La réforme des dommages dans le règlement des différends entre investisseurs et États et la question de la réparation intégrale

L’évaluation des dommages représente peut-être la question la plus controversée de toutes celles couvertes par le Groupe de travail III de la CNUDCI, dont le mandat général est d’identifier les sujets liés au fonctionnement du règlement des différends entre investisseurs et États (RDIE) et d’élaborer d’éventuelles réformes. Cette question est possiblement aussi la plus importante. En effet, si les montants réclamés aux États n’atteignaient pas fréquemment des centaines de milliers de dollars, allant parfois jusqu’à dépasser le milliard, ce sujet n’engendrerait pas d’inquiétudes aussi sérieuses quant au fait que ces règlements paralysent les finances publiques ou empêchent les réglementations d’intérêt public, celles liées au changement climatique attirant le plus d’attention actuellement. D’autres questions, telles que celles liées à l’intégrité de la procédure d’arbitrage, seraient également beaucoup moins importantes.

Le processus de réforme des dommages s’est accéléré au cours de l’année dernière, avec la publication de projets de dispositions par le Secrétariat de la CNUDCI. Le présent article propose un commentaire critique sur ces tentatives de réforme. Il commence par présenter la manière dont les tribunaux arbitraux ont abordé l’évaluation des dommages et pourquoi cela a conduit à une forte augmentation des montants accordés. J’aborderai ensuite les propositions de la CNUDCI, dont la dernière est particulièrement décevante puisqu’elle semble approuver l’approche typique de la jurisprudence arbitrale et suggérer que le principe de droit international de la réparation intégrale empêche toute réforme significative dans ce domaine. Il s’agit d’une idée fausse. Une compréhension correcte de ce principe suggère que des limites doivent être imposées à la manière dont les tribunaux quantifient les dommages : en effet, le problème de l’approche actuelle n’est pas simplement les chiffres qu’elle entraîne, mais le fait que les investisseurs reçoivent en indemnisation plus que ce qui leur est légalement dû. Je conclurai par quelques suggestions concernant l’orientation future du Groupe de travail III, en vue de mettre fin à l’inflation injustifiée des indemnités et de jeter les bases d’une approche plus solide sur le plan juridique.

L’approche générale de l’évaluation des dommages dans le RDIE

 Il est parfois affirmé que le problème des dommages, pour le RDIE, réside dans le manque de constance des tribunaux quant à la manière d’aborder leur quantification.

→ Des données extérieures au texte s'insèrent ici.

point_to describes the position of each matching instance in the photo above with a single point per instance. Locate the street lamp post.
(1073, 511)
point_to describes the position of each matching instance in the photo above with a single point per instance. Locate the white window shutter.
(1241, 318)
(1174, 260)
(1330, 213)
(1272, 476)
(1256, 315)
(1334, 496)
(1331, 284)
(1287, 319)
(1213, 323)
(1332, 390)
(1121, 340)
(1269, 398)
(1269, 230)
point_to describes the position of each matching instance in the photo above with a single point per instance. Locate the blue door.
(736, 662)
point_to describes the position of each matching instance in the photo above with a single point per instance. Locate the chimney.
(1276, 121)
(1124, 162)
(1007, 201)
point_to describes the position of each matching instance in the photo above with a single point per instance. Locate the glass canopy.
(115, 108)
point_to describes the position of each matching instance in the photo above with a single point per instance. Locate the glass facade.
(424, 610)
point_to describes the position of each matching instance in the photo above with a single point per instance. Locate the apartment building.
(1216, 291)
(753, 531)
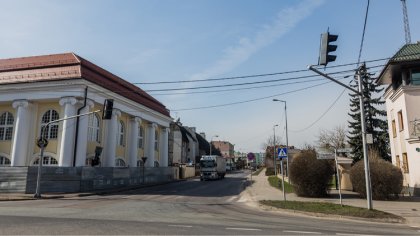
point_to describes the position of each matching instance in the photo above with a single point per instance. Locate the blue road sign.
(282, 153)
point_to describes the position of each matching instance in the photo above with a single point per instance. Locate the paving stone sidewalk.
(260, 189)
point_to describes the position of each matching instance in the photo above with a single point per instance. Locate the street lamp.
(274, 149)
(211, 140)
(287, 136)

C’est une erreur. La jurisprudence sur cette question s’est en fait développée de manière remarquablement harmonieuse. Elle a notamment convergé autour de trois questions apparemment techniques mais très importantes pour abandonner l’approche généralement suivie par les tribunaux internationaux jusqu’aux années 90. Ces changements ont permis aux investisseurs d’obtenir des indemnités considérablement gonflées.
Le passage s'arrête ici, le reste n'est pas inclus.